Laird Superfood (LSF) has announced an agreement to acquire all outstanding equity of Navitas for $38.5 million in cash, a transaction that management suggests could advance its strategy to build a scaled platform in functional nutrition. The company indicated the combination may broaden its product lineup by pairing Laird’s food and beverage offerings with Navitas’ portfolio of organic superfoods, potentially strengthening its presence across e-commerce and retail channels. Executives from both companies described the deal as a complementary fit rooted in shared priorities around clean ingredients, wellness-focused consumers, and minimally processed nutrition.

The acquisition is expected to be funded through a $50.0 million private placement of Series A Convertible Preferred Stock to affiliates of Nexus Capital Management, subject to Laird stockholder approval and other customary closing conditions. Nexus has agreed to purchase 50,000 shares at $1,000 per share, and Laird retains the option, for up to one year following closing and subject to certain conditions, to require Nexus to purchase up to an additional 60,000 shares on the same terms, with proceeds designated for strategic transactions. The preferred stock will carry a 5% cumulative and compounding annual dividend, a conversion price of $3.57 subject to customary anti-dilution adjustments, and voting rights on an as-converted basis alongside common stock.
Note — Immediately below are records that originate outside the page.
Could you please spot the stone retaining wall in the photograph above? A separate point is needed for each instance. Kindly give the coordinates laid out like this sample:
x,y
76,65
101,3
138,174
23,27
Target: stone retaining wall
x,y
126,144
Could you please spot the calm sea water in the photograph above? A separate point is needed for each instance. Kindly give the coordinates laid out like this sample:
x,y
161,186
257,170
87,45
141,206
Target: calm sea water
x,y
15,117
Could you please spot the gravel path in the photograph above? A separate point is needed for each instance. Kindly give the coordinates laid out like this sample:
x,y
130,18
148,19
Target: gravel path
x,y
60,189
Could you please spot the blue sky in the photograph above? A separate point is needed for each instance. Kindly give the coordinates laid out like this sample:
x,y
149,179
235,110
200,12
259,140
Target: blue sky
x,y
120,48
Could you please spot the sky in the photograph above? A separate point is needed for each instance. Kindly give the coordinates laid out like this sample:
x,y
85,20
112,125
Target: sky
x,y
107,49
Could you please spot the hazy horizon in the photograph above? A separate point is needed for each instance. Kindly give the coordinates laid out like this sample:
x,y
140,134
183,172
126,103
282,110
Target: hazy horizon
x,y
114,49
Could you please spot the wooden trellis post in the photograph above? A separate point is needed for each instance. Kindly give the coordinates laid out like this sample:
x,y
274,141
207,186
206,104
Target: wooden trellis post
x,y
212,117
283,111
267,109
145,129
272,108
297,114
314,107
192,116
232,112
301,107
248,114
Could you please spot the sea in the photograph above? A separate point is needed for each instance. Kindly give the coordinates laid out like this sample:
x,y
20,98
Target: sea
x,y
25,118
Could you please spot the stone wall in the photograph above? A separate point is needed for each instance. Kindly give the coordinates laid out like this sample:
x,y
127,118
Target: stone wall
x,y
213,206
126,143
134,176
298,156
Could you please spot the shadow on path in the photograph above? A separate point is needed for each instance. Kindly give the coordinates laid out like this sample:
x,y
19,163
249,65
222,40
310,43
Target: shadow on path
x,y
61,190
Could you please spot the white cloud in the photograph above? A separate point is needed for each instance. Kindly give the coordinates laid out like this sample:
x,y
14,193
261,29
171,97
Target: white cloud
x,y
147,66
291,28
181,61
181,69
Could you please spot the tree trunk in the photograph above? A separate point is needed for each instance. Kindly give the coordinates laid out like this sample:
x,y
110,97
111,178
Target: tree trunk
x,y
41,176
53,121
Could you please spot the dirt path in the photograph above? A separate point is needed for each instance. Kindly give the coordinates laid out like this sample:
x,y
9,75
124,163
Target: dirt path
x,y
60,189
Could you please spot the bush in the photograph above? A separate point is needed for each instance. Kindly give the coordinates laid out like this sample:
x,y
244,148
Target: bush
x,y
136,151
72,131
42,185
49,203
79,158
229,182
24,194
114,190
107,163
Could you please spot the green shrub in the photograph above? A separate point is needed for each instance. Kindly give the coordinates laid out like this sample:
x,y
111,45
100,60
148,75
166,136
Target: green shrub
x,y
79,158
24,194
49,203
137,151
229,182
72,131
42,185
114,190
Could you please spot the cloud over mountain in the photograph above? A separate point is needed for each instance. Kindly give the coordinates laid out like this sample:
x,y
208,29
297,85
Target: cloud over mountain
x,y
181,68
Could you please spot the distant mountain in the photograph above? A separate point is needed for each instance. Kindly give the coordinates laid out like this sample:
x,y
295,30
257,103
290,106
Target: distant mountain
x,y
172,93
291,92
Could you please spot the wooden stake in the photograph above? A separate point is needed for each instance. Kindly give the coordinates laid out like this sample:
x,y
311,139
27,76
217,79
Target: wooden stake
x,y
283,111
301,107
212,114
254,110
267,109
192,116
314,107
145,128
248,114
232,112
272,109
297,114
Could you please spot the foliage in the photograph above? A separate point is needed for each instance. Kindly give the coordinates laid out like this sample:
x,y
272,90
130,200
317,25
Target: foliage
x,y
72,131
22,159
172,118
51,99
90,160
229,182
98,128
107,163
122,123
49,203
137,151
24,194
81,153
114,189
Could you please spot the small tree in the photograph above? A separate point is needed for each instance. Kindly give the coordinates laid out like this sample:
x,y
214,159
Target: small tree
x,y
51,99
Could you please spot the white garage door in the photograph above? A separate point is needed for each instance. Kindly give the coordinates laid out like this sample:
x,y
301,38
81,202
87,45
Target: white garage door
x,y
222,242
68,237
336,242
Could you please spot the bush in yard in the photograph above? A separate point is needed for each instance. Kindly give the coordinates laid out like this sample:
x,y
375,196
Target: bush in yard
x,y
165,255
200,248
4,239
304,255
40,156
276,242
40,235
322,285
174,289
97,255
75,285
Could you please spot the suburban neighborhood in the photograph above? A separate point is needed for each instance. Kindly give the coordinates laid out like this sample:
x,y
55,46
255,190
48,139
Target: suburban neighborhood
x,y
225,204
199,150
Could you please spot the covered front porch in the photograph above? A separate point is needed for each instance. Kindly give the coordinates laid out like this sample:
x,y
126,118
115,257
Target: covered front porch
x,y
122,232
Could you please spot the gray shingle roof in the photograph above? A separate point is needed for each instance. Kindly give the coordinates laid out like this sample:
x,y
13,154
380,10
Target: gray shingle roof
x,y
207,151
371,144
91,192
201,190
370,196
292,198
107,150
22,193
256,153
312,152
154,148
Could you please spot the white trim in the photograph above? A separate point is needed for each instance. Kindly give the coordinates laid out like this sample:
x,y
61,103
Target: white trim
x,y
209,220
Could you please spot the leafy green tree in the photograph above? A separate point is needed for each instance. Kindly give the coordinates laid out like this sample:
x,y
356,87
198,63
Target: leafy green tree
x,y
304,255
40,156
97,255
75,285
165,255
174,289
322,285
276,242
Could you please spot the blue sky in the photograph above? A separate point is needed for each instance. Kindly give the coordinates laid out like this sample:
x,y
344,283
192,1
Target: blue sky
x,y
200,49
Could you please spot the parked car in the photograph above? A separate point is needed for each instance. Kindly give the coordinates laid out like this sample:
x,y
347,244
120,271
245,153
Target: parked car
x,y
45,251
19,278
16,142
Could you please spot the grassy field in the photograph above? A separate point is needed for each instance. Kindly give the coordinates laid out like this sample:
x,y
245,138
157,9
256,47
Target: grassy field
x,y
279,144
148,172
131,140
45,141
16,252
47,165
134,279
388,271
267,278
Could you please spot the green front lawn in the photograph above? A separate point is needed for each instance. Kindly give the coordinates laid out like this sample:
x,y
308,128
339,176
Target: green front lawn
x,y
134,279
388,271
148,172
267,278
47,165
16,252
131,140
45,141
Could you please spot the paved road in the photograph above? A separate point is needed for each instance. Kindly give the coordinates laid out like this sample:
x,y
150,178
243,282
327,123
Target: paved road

Based on shares outstanding as of December 19, 2025, Nexus’s equity interest would represent approximately 53.5% of Laird on a diluted basis for in-the-money instruments at $2.20 per share following closing, and the board is expected to be reconstituted to nine members, including five Nexus designees. Management teams from Laird, Navitas, and Nexus indicated the transaction could create opportunities for supply chain integration, expanded distribution, and new product development, while also providing additional capital that may support longer-term growth initiatives once the transactions are completed.